Rhode Island Medical Cannabis Laws & Regulations
The Edward O. Hawkins and Thomas C. Slater Medical Marijuana Act was passed by the state legislature and signed into law on January 3, 2006 and went into effect immediately. The bill’s sunset clause was removed on renewal of the law in 2007. Not-for-profit compassion centers for the distribution of medical cannabis were authorized by law in 2009. Licensing of the centers is done by the Rhode Island Department of Health. Gov. Lincoln Chafee suspended licensing of compassion centers in October 2011 in response to threats from federal prosecutors, then resumed the program in January 2012 after background checks and additional plant limits were added to the licensing requirements.
Patients with a Rhode Island registry ID card may use, possess, and cultivate cannabis for medical purposes. Patients may also appoint up to two primary caregivers for assistance or designate a compassion center as one of the caregivers. The Rhode Island Department of Health will verify patient and caregiver registry ID numbers as valid for law enforcement. Qualified patients and caregivers are entitled to an affirmative defense at trial or dismissal of charges upon demonstrating that they were in compliance. Any property seized in connection with qualified medical use of cannabis is to be returned.

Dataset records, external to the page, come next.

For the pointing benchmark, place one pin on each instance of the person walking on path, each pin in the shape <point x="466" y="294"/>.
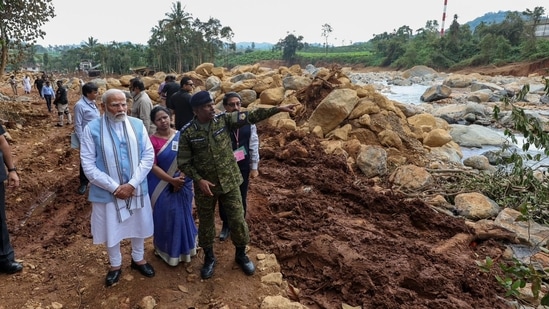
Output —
<point x="48" y="94"/>
<point x="27" y="84"/>
<point x="171" y="195"/>
<point x="180" y="103"/>
<point x="142" y="104"/>
<point x="85" y="111"/>
<point x="39" y="83"/>
<point x="116" y="155"/>
<point x="13" y="84"/>
<point x="206" y="156"/>
<point x="245" y="141"/>
<point x="8" y="265"/>
<point x="61" y="102"/>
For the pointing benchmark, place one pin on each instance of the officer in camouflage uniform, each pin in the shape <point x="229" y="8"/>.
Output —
<point x="205" y="154"/>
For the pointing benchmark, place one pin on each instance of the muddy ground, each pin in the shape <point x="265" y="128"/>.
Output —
<point x="339" y="239"/>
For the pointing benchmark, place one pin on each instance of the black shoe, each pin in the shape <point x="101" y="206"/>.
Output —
<point x="243" y="261"/>
<point x="225" y="232"/>
<point x="10" y="267"/>
<point x="206" y="272"/>
<point x="112" y="277"/>
<point x="145" y="269"/>
<point x="82" y="189"/>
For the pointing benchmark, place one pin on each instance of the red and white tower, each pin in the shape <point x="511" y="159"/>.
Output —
<point x="443" y="19"/>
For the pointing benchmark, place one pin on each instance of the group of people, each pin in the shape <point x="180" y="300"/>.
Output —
<point x="143" y="174"/>
<point x="57" y="97"/>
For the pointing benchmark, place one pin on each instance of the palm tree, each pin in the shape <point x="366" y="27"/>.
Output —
<point x="176" y="27"/>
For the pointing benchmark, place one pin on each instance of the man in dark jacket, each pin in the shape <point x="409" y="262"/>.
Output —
<point x="180" y="103"/>
<point x="8" y="265"/>
<point x="62" y="104"/>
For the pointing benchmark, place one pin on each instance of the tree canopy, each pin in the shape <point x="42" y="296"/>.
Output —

Regulations for Rhode Island’s Medical Marijuana Program were first issued in January 2006. They have since been revised 7 times, the most recent revisions taking place in December 2012. Rules on fees for the program are found separately in the Rules and Regulations Pertaining to the Fee Structure for Licensing, Laboratory and Administrative Services Provided by the Department of Health.
2014 saw the passage of H 7610 which placed restrictions on cooperative cultivation, requiring criminal background checks for caregivers, and requiring the permanent revocation or disqualification of patients who have been convicted of a felony under Rhode Island or any other state's Controlled Substances Act.
In 2016, the DOH made several positive changes to the program including creating a new cultivator license to help deal with product shortages. The legislature passed H 7142 which adds PTSD as a qualifying condition.